Today we had to get up at 5 am to travel to another more rural village. We had no trouble getting up, as our friend at the mosque was there once again with his prayer call blaring over the loudspeakers. It took us approximately 1 1/2 hours to travel to today's village. The village itself was much different from the one we visited yesterday. It was a bit more quiet, probably because is was still morning when we arrived, and the children were getting ready for school. The lanes were made of dirt, not concrete blocks like yesterday, and the homes were on larger plots of land, separated by flat stones. It was estimated by one of the SKS people that one small home on its piece of property would cost around $200 dollars in this village.
We first attended a meeting where the group ofwomen met with the loan officer to make their weekly payments. The 30 or so women sat in a circle for roll call, then recited the pledge all together. One member of each troup (5 people) then handed the payment to the loan officer as the husbands and children looked on from behind the fence.
Following the meeting, we walked around the village and were able to see where some of the women lived. The homes were also a little different here. Most of them had a clay or plaster type base with a grass roof.
We wandered around the village for a while and of course, we attracted quite a crowd wherever we went. We eventually made our way to "main street", where a number of the borrowers had set up their businesses. Most of the businesses were nothing more than a wooden table or a wooden booth where they would sell their wares to the local villagers and anyone else passing through.
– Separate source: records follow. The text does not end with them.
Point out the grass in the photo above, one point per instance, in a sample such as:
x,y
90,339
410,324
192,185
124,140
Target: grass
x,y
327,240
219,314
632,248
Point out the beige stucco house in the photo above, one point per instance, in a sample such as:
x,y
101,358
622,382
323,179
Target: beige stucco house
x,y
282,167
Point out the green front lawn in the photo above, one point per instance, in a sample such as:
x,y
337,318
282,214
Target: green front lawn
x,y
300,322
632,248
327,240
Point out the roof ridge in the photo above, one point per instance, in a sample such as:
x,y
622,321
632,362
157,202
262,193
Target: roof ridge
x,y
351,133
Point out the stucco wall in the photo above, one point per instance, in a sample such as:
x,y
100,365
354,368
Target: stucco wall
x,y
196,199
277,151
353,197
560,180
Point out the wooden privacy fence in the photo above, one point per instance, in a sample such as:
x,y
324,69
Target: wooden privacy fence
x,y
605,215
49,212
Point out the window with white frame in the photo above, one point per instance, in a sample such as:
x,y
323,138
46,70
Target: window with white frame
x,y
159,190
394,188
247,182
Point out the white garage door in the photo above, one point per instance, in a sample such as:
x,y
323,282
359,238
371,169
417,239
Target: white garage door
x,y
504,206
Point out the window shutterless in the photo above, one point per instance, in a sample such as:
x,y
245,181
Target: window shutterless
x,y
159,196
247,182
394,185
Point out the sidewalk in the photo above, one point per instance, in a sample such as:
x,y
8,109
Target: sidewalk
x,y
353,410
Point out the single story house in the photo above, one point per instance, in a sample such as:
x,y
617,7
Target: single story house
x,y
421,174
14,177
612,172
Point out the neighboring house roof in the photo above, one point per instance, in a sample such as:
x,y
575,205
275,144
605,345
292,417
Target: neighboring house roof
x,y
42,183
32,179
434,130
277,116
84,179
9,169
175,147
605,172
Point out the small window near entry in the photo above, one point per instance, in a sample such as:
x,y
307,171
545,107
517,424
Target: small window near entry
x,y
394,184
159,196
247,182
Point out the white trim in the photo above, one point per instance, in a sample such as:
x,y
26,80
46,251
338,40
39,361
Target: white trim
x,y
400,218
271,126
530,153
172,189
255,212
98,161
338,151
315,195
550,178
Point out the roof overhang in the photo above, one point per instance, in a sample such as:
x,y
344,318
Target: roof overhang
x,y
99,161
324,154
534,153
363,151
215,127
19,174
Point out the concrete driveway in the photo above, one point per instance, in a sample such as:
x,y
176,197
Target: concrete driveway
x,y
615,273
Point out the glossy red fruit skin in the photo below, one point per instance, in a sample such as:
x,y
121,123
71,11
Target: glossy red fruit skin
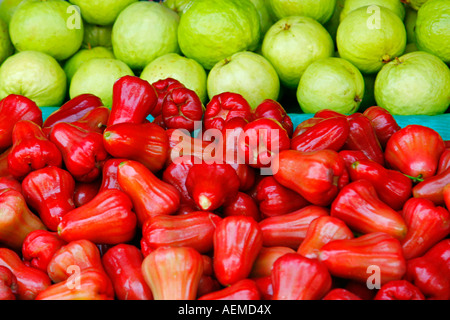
x,y
50,192
93,285
73,110
39,247
340,294
212,185
83,151
433,188
399,290
243,204
181,109
245,289
31,150
317,176
133,100
321,231
147,143
392,187
290,229
14,108
383,122
8,284
427,225
95,120
10,182
263,264
106,219
272,109
444,161
195,230
85,192
295,277
176,174
351,258
415,150
237,242
30,281
362,137
123,264
72,257
17,220
430,272
163,87
274,199
224,107
150,195
261,141
359,206
330,133
173,273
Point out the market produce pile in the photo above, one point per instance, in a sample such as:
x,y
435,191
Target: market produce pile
x,y
171,168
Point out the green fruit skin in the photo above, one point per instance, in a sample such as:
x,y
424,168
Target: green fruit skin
x,y
319,10
396,6
369,46
144,31
292,44
433,28
334,21
46,26
34,75
7,9
97,36
410,24
172,65
6,47
97,76
331,83
74,63
212,30
417,83
246,73
101,12
416,4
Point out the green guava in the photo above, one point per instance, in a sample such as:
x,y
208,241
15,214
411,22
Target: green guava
x,y
212,30
331,83
265,17
369,95
51,26
101,12
246,73
410,24
396,6
97,76
292,44
172,65
416,83
370,37
415,4
7,9
6,47
319,10
35,75
144,31
97,36
335,19
83,55
433,28
179,6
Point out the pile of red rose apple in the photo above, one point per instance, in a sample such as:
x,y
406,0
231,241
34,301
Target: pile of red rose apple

When we would stop at one of the stalls to talk to the women about their business, we were immediately surrounded by a crowd of women, children, and mostly men. It was a bit unnerving at first as I felt a bit like someone who'd stumbled into a group of cannibals that were going to eat us any minute(my overactive imagination at work). It turns out they were just very curious onlookers who wanted to see what we were doing in their village. Many of them would walk up to us, put their hands together and say "Namaste", which is the Hindu word for hello and goodbye, and can also mean welcome. I was particularly touched by an elderly man in a traditional turbin who slowly moved toward us. At first I thought he was a beggar, but it turned out that he was only trying to get close so he could say "Namaste).
It was fascinating to see everyone at work. One of the borrowers and her husband had booth where sold sandals. I bought a pair for roughly $2.10 CD.
Another women's business was selling metal bowls, graters and other utensils.
Another had a store where they sold candy and other small snack food items. She and her family were Christians, which is pretty rare in this part of India.
The children in the village were fascinated with the bubbles we brought. There were two little girls of about 11 yrs old who I thought were really cute. Ond had very light brown eyes, which were quite unusual looking, and very striking. I gave the bottle of bubbles to her when we left.
There were some other interesting buildings in the village. There was a "hospital", a pharmacy, and a small school that was built by the United Nations. The children were pretty excited to show me around the one-room school. They showed me the scale that they were weighed on every day, presumably to make sure they are getting enough nutrition.
Along the road that leads to the village we saw a number of people working in the rice fields and some with very primitive looking ox-drawn plows. Along the main highway there were also many people living in tents along the roadside, and there seemed to be no end to the variety of little booths set up to sell all kinds of little things. One thing we noticed that really struck us was there were very few beggars in the villages and the people generally seemed to be quite industrious and bright.
After touring the village, we made a stop at the SKS branch office where we met a few of the loan officers.
It was here that we had our first experience at a washroom outside the hotel. Thank goodness Jayme gave us a bag with a number of "essential" items, as the bathroom had a toilet, but no toilet paper. We learned that Indian people prefer to use water to clean themselves, so there was a little water jug beside the toilet, and water all around it. It was a bit tricky, but we all managed to take care of business the North American way, thanks to the small roll of toilet paper packed in our bag.
On the way back to Hyderabad I saw one other interesting thing. On the back of two bicycles, two men were delivering the two parts to a queen size bed! One had the mattress and the other had the bed frame (completely put together). It was crazy! How could anyone fit two such awkward and heavy items on the back of a bike through busy highway traffic?
We had out customary late night dinner tonight at 8:30 pm. We ate at a restaurant called
Tabla on the very top floor of a building. It was typical South Indian food, very spicy and very filling. My favourite thing is the India bread, called Naan, which I eat far to much of. The dhala is also very good served with rice. It is made out of legumes, such as lentils, peas and beans and served with a runny pepper sauce.
Two of the people from the group had birthdays that day, so the restaurant played a rather bouncy rendition of "Happy Birthday to You" in English and Hindi over the restaurant loudspeakers. The song seemed to go on and on for at least 5 minutes, and was really quite comical. They love their bouncy music here. If you've ever seen a Bollywood movie you'll know what I mean.